Ashkal

Tunezja i „ogrody Kartaginy”, kiedyś w planach miało tu być osiedle dla dygnitarzy. Prace wstrzymano w trakcie rewolucji jaśminowej w 2010 roku. Obecnie deweloperzy powoli wracają na plac budowy. To tutaj rozegra się dramat i wywoływanie duchów przeszłości. Stop. Duchy przeszłości w Tunezji nie istnieją. To tematy wciąż aktualne, rany są otwarte. Na placu budowy zostaje zamordowany nocny stróż, ciało spalone. Prokuratura chce szybko zamknąć sprawę i zakwalifikować czyn jako samobójstwo (najpewniej samospalenie). Problem stanowi dwójka policjantów, Fatima (Fatima Ousefi) i Batal (Mohamed Grayaâ). Jest tu wiele niejasności, nie zgadzają się okoliczności. I wtedy zaczynają płonąć kolejni ludzie.

Ashkal, czyli Tunezja i ofiary jaśminowej rewolucji.

AshkalIm mniej opinia publiczna, światowe media i organizacje z zewnątrz interesują się sytuacją w danym kraju, tym dla reżimu lepiej. Wszyscy zdają sobie sprawę z tego, jakie „szczęście” miały (mają) władze w Tunezji. Wystarczy wpisać hasło „Tunezja” w internetowych wyszukiwarkach, albo na Youtube i wyskakują nam tylko kolorowe obrazki z kurortów. Influencerzy, youtuberzy, tiktokerzy jedzą, opalają się, pluskają w basenach. Top 10 z Tunezji, najlepsze plaże, co zwiedzić i tak dalej. Branża turystyczna i wakacyjne doznania z tego regionu skutecznie przysłoniły ciemne oblicze kraju, w którym przez 24 lata rządził Zajn al-Abidin ibn Ali (do 2011 roku).

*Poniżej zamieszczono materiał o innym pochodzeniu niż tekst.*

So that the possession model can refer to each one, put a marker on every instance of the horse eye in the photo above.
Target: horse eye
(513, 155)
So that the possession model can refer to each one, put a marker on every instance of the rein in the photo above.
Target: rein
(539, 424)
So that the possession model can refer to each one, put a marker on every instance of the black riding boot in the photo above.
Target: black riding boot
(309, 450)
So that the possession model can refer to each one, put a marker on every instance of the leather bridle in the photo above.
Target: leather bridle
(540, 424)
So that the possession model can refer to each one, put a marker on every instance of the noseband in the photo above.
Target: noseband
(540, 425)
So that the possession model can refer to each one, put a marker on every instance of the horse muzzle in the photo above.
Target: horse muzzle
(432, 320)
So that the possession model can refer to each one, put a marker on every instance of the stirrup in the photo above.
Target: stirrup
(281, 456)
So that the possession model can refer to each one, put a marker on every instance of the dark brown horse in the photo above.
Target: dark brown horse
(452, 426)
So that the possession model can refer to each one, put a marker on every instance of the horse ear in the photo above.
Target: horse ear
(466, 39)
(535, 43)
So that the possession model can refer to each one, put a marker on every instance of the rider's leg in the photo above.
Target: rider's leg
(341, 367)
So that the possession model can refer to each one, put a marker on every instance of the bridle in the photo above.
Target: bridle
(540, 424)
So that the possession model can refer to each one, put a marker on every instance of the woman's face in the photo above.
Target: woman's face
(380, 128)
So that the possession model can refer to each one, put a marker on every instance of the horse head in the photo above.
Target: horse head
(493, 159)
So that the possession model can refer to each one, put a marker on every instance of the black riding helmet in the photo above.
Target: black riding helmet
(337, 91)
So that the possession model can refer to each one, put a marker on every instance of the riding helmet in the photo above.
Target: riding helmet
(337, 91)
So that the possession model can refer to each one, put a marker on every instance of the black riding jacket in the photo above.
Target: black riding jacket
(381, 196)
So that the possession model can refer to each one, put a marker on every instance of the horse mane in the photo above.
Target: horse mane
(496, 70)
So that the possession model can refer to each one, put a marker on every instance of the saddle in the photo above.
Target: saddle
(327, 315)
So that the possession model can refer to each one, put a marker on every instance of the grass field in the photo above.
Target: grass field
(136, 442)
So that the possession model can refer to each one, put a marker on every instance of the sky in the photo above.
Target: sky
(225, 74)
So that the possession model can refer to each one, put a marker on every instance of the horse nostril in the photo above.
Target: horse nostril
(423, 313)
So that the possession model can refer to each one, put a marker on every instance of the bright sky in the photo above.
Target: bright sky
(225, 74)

Zmiany zaczynają się zawsze na ulicy, punktem zapalnym był w tym przypadku akt najwyższego samopoświęcenia. Przed budynkiem lokalnych władz 17 grudnia 2010 roku, 26-letni Mohamed Bouazizi oblał się benzyną i podpalił. Tyle z historii.

Ashkal szybko wchodzi w kostium neo-noirowego kryminału. Śledztwo trzeba prowadzić, ale policjantom trudno powiązać ofiary. Ponury to kryminał, śledczy wydają się bezradni. Najpewniej źle szukają, bo istotą sprawy wydaje się być właśnie tło. Ashkal łączy więc kino gatunku z drastycznym kinem społecznym, w którym twórcy opowiadają o rzeczach najważniejszych pokazując jednocześnie ludzką obojętność. Czy akty samospalenia spowszedniały? Nie można tak napisać, ale zwraca uwagę fakt, że gdy takie obrazki docierają do innych części świata, za dużo za tym nie idzie. Wiemy, że sytuacja w danym kraju jest dramatyczna. Wiemy, że ktoś decydując się na taki krok wyraża sprzeciw, chce zapoczątkować zmianę, wykrzyczeć w ten sposób ból i cierpienie.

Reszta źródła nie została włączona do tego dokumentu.